Dl5treez
Super Moderator
Well I never said that. I said there is too much variance in diesel fuel across North America to make most determinations about additives causing fuel economy and power increases relevant unless there is a LOT of control built in. Some data to look at would be ASTM D975 which is the standard adopted by most of the US and N America for diesel fuels. Or ASTM D613 which sets standards for ULSD that conflicts. Or how the lubricity standards are inconsistent.Where are you getting the info that Diesel in NYC is any different than in Calif?

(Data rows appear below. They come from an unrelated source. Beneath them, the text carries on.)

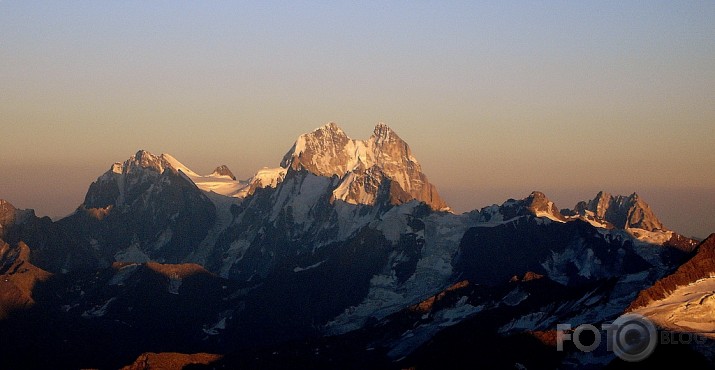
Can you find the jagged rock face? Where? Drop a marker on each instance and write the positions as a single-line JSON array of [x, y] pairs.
[[328, 151], [143, 208], [620, 211], [7, 213], [223, 171], [125, 182], [570, 253], [536, 204]]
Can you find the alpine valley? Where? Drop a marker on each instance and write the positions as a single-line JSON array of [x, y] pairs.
[[343, 256]]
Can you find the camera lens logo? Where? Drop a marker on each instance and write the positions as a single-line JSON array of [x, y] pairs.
[[632, 337]]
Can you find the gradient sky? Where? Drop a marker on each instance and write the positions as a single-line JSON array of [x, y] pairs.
[[496, 99]]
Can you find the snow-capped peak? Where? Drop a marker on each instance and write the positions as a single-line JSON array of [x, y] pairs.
[[620, 211], [536, 204], [223, 171], [328, 151]]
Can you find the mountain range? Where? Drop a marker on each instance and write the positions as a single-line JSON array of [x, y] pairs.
[[343, 256]]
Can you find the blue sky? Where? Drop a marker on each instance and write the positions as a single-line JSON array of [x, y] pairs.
[[495, 98]]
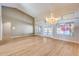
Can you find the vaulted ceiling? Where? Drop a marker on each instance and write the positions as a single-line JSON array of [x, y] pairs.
[[44, 9]]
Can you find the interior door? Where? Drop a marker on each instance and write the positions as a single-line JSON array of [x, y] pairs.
[[6, 30]]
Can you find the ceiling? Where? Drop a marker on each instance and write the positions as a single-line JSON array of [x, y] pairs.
[[44, 9]]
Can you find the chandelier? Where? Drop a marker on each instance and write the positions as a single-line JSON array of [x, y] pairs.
[[51, 19]]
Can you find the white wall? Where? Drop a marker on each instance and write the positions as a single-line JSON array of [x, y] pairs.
[[75, 35], [21, 23]]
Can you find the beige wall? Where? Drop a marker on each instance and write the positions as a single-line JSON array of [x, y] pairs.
[[0, 25], [21, 24]]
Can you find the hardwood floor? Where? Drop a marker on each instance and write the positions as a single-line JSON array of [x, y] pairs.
[[38, 46]]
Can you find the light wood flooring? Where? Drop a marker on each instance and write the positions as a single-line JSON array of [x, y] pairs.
[[38, 46]]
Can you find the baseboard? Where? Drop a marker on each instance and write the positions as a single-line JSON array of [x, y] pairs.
[[21, 36], [60, 39]]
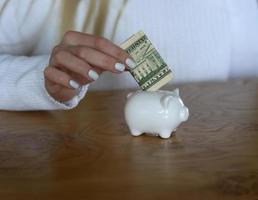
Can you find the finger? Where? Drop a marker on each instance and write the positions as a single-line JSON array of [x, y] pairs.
[[61, 78], [99, 43], [76, 65], [97, 58]]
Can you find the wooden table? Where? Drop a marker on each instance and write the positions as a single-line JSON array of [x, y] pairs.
[[88, 153]]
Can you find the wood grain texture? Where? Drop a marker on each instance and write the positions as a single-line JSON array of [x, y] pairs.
[[88, 153]]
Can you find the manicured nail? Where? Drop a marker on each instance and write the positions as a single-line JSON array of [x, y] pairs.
[[120, 67], [74, 84], [130, 63], [94, 75]]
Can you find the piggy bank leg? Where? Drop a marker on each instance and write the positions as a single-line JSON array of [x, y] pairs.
[[165, 134], [135, 132]]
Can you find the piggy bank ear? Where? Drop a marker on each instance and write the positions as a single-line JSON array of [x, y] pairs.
[[165, 101]]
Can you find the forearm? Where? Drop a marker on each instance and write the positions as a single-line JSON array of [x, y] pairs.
[[22, 85]]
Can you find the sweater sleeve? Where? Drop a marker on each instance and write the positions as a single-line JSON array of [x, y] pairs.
[[22, 85]]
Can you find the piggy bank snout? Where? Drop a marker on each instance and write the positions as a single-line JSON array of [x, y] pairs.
[[184, 113]]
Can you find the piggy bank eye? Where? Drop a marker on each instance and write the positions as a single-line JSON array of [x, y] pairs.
[[166, 100]]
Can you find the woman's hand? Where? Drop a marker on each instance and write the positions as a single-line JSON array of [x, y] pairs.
[[78, 60]]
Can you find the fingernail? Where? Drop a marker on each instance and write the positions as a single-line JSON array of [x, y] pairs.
[[74, 84], [120, 67], [130, 63], [94, 75]]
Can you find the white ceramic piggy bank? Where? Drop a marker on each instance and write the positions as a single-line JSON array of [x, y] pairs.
[[157, 113]]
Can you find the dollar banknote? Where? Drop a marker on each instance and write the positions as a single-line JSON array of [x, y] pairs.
[[150, 72]]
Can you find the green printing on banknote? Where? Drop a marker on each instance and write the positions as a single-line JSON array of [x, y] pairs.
[[151, 72]]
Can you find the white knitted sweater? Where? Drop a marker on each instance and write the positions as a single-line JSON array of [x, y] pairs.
[[200, 39]]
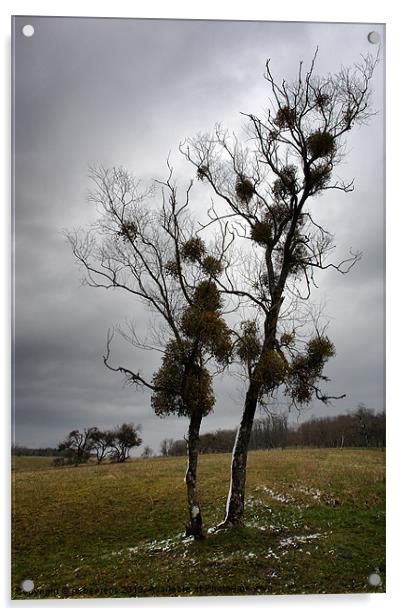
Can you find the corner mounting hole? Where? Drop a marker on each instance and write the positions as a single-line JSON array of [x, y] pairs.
[[27, 585], [28, 30], [374, 579], [374, 37]]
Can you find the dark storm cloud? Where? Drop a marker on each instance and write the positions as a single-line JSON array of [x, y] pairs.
[[127, 92]]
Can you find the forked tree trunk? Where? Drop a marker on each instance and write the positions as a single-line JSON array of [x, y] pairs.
[[235, 503], [194, 527]]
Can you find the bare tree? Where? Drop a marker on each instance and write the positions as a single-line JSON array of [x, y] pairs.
[[269, 186], [77, 446], [101, 442], [153, 253], [124, 438]]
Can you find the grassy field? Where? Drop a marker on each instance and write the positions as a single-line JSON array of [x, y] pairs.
[[315, 523]]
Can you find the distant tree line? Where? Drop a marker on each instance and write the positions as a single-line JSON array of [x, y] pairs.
[[360, 428], [21, 450], [115, 445]]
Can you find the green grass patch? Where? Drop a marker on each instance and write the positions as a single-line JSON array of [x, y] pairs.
[[315, 523]]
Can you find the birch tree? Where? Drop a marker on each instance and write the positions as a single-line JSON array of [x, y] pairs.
[[267, 188], [144, 244]]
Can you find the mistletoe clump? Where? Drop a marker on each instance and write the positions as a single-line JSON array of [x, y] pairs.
[[287, 338], [181, 386], [193, 250], [271, 371], [212, 266], [202, 323], [202, 172], [172, 269], [128, 231], [306, 369], [207, 297]]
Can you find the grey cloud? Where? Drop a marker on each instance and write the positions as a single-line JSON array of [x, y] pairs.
[[127, 92]]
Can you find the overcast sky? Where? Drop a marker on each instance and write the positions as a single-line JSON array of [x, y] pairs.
[[126, 92]]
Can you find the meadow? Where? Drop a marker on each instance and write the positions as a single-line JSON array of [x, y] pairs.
[[315, 523]]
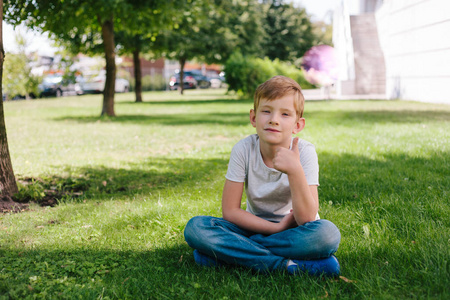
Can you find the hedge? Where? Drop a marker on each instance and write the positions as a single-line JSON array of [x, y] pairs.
[[244, 73]]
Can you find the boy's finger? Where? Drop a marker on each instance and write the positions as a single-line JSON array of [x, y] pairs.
[[295, 144]]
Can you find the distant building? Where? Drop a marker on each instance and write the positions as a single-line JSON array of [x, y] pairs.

California and their min cetane of 53:
https://www.arb.ca.gov/enf/fuels/dieselspecs.pdf
TEM’s call to action for improving the standards:
http://www.truckandenginemanufacturers.org/file.asp?A=Y&F=20050818+North+America+Ultra+Low+Sulfur+Diesel+Fuel+Properties.pdf&N=20050818+North+America+Ultra+Low+Sulfur+Diesel+Fuel+Properties.pdf&C=documents
Boutique fuel programs across various states: Most of these relate to gasoline but some are for diesel fuel:
https://www.epa.gov/gasoline-standards/state-fuels
Texas in particular has rather complex network of county level adopted Low Emission Diesel standards that currently cover 110 counties:
https://en.m.wikipedia.org/wiki/Texas_Low_Emission_Diesel_standards
https://www.tceq.texas.gov/airquality/mobilesource/txled/cleandiesel.html
There are more but that should keep you busy.
We haven’t even covered regional and local vendors and their own formulation of additive packages to make their own “premium diesel” which is a dog & pony show all its own.
That’s why I said it’s virtually irrelevant to compare individual results across the country.